How much more salary should I ask after 1st year?
Background is that I've now worked one year at a Nordic REPE firm (~100 employees, AUM EUR 2.5 billion) as an Analyst after graduating in January this year. Current base salary is EUR 5.5k/mo and I am expected to receive annual bonuses worth 4-5- month salary (i.e., all-in comp ~EUR 90k p.a.). I will be having performance reviews and salary discussions during this month, and it would be very fruitful to know how much more salary I could ask without losing my face?
We have a very small team in my country, and I have been involved in multiple transactions in a key role and learned quite much during the year. Additionally, my responsibilities for the coming year will increase as I will be executing smaller deals more or less by myself (including sourcing, modelling, IC materials, coordination of DD, bank discussions, price negotiations with sellers etc.).
Given that my responsibilities will increase, I've received very good feedback from colleagues, inflation is roughly ~10% in my country and I also think that my base salary is already slightly lagging (maybe 200-400e per month) compared to some of my friends working at other REPE firms, how much more salary should I ask? I was wondering something like 6.5k or even 6.7k, is this realistic?
What kind of salary increases have you received and what should I expect?
I'm in the US, so lightly different cultural norms, but a couple of questions:
1) are you in some sort of structured analyst program or were you just hired out of school?
2) any other 2nd year analysts that you could ask about the process?
3) have you already had your yearly review so you can learn about how you are viewed by your bosses?
If you haven't had a review yet, that is the time to broach the subject about raises/promotions. As an analyst, I personally would ask the questions generally, but be prepared to discuss numbers if it comes up naturally (e.g. if you get a good review, and you ask about promotions and raises and they tell you, oh you should expect a 5% raise, that is one thing. If you have a good review and the discussion is more of a "what do you think is fair", that is another thing. And if they say you suck, then don't bring up promotions or raises at all and instead direct your questions on improvement).

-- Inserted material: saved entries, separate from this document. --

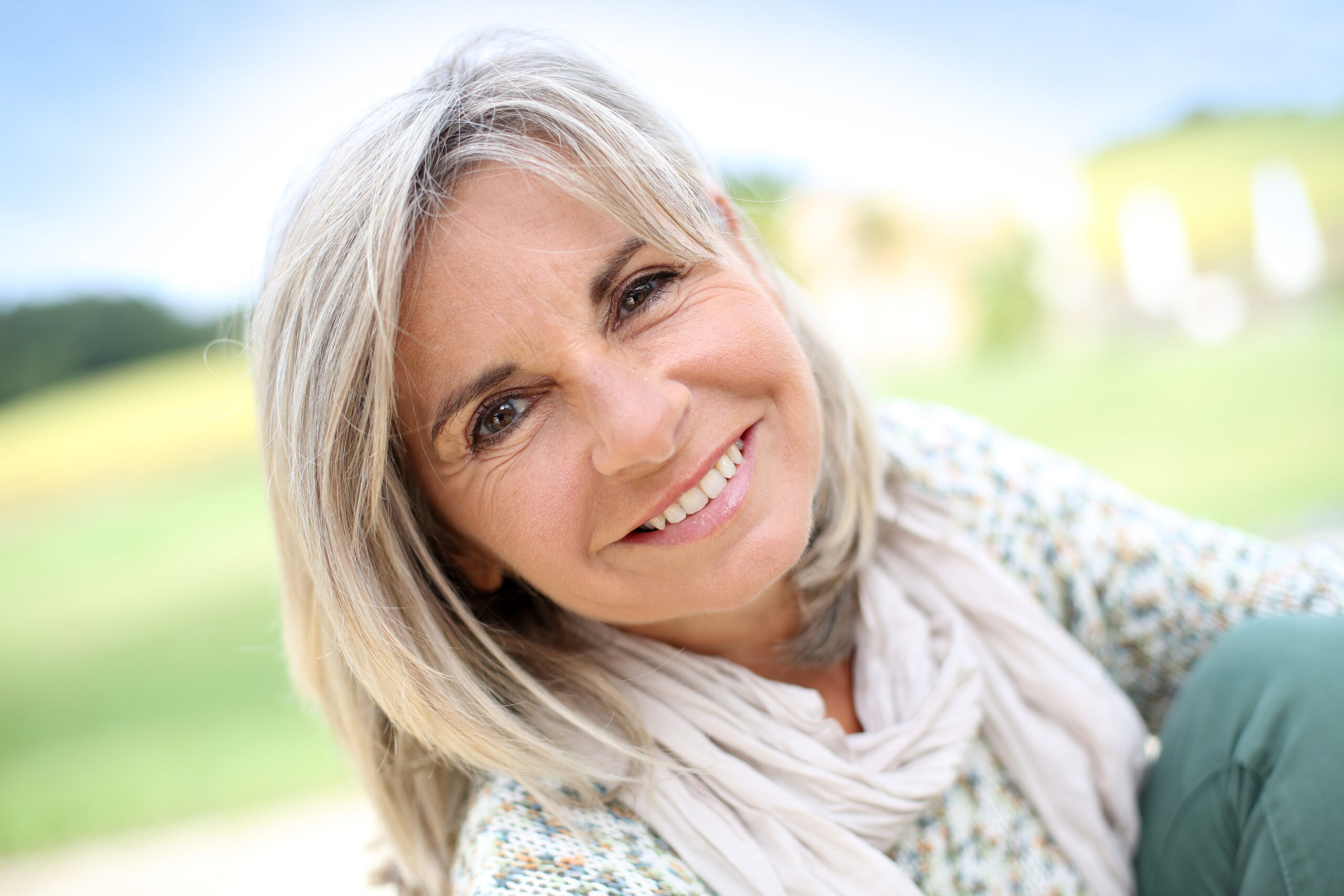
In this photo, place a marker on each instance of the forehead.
(507, 254)
(502, 224)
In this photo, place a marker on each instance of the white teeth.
(711, 487)
(694, 500)
(713, 484)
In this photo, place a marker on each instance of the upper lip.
(674, 492)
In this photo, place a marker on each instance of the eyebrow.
(464, 395)
(492, 376)
(601, 282)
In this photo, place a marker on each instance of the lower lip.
(714, 515)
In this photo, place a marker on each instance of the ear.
(481, 573)
(731, 217)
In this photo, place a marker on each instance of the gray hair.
(426, 683)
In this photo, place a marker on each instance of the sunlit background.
(1115, 229)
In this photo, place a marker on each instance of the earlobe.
(483, 575)
(731, 217)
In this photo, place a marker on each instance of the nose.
(634, 413)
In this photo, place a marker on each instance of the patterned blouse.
(1143, 587)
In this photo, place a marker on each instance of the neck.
(749, 636)
(752, 636)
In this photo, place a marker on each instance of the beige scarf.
(781, 803)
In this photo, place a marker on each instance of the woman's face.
(561, 383)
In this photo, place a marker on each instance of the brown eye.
(642, 292)
(499, 416)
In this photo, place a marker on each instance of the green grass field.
(140, 669)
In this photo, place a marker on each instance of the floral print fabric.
(1143, 587)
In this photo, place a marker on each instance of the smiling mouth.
(701, 495)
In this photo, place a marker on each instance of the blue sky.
(145, 145)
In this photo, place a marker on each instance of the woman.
(608, 582)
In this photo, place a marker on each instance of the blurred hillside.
(1214, 226)
(142, 678)
(51, 342)
(140, 668)
(1208, 164)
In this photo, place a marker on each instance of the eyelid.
(474, 426)
(668, 272)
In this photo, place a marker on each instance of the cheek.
(523, 510)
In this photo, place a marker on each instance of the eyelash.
(475, 437)
(659, 280)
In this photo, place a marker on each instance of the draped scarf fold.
(776, 800)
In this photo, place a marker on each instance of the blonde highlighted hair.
(426, 683)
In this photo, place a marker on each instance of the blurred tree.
(1007, 301)
(47, 343)
(762, 196)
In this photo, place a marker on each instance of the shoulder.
(1030, 507)
(954, 456)
(510, 842)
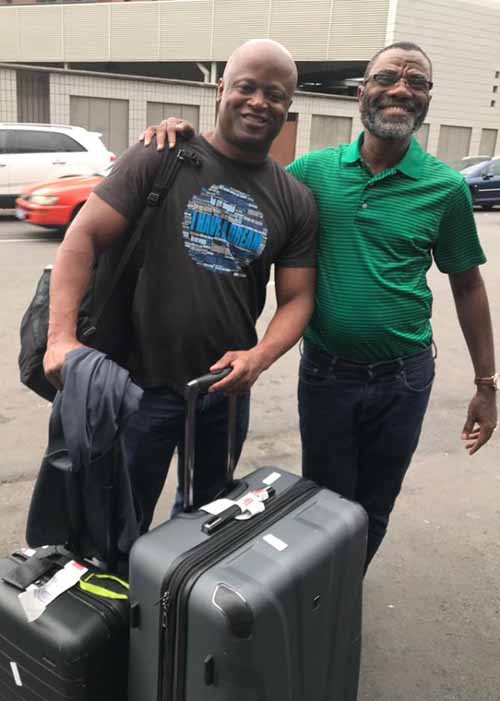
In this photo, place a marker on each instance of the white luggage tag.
(225, 510)
(36, 599)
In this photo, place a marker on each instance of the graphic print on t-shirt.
(224, 230)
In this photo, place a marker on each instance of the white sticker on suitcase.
(275, 542)
(15, 674)
(270, 479)
(36, 599)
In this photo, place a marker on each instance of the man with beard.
(387, 209)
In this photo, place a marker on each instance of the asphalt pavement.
(432, 601)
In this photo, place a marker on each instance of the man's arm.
(295, 300)
(96, 227)
(473, 311)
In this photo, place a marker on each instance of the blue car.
(484, 182)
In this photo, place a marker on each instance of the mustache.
(383, 102)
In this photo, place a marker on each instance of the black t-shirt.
(208, 255)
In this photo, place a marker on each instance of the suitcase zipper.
(186, 570)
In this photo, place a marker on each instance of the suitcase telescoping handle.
(193, 390)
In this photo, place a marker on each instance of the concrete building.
(117, 66)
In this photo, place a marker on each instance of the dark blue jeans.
(158, 428)
(360, 425)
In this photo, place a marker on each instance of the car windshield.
(475, 169)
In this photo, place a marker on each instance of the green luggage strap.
(96, 590)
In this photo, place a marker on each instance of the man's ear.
(220, 89)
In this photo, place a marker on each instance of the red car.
(55, 204)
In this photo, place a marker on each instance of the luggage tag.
(225, 510)
(35, 599)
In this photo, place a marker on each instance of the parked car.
(55, 204)
(484, 182)
(34, 153)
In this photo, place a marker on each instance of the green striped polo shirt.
(378, 235)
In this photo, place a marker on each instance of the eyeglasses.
(415, 82)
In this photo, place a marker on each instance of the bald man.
(206, 267)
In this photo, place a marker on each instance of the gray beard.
(374, 121)
(388, 129)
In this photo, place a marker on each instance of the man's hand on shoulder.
(53, 359)
(167, 131)
(481, 419)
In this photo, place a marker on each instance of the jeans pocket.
(312, 373)
(420, 377)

1) Nope, just hired straight after school. The firm typically only hires people with 2 years of full-time experience, but I was lucky enough to apply there at a time when they were lacking resources. And I also have conducted several top-tier internships during studies which ofc helped.
2) Yes, but they still haven't told much about exact numbers. Currently have just said that the very least they require is the inflation
3) Not yet, it will be kept during this month. Just wondered that I need to take the time now to come up with solid arguments to be able to capitalize a proper raise
I'm also in the US so this might not be universal in all countries. The very least you should ask for is inflation adjusted increase, otherwise you would quite literally lose money working there. Then again, if you think you might be a casualty of recession layoffs then maybe taking a haircut of 5% increase is better than no income from being fired lol. Similarly to stated above, the reviews are the best time to bring it up and you'd be able to gauge if they think you're doing well (better performance means more room for you to ask for a raise). If they think you are doing great, then potentially asking for a 15% raise isn't out of the question (10% inflation and a slight bump after that for performance and increased responsibility next year). If they think you are doing fine to poor then I would just ask for as close to inflation adjustment as possible.
If you are only in your first year then I would expect no promotion, unless it was discussed during the hiring process that you would come in as a senior analyst and move to associate within a year or 2 kind of thing. Within the same title the salary increases aren't going to be wild, so expecting to move from 90k to 120k isn't likely.
First year analyst (started this summer) in the US at a large firm. I will ask for 10% because that is roughly inflation since I signed my offer last fall. I won't have end of year review/discussion for another few weeks though.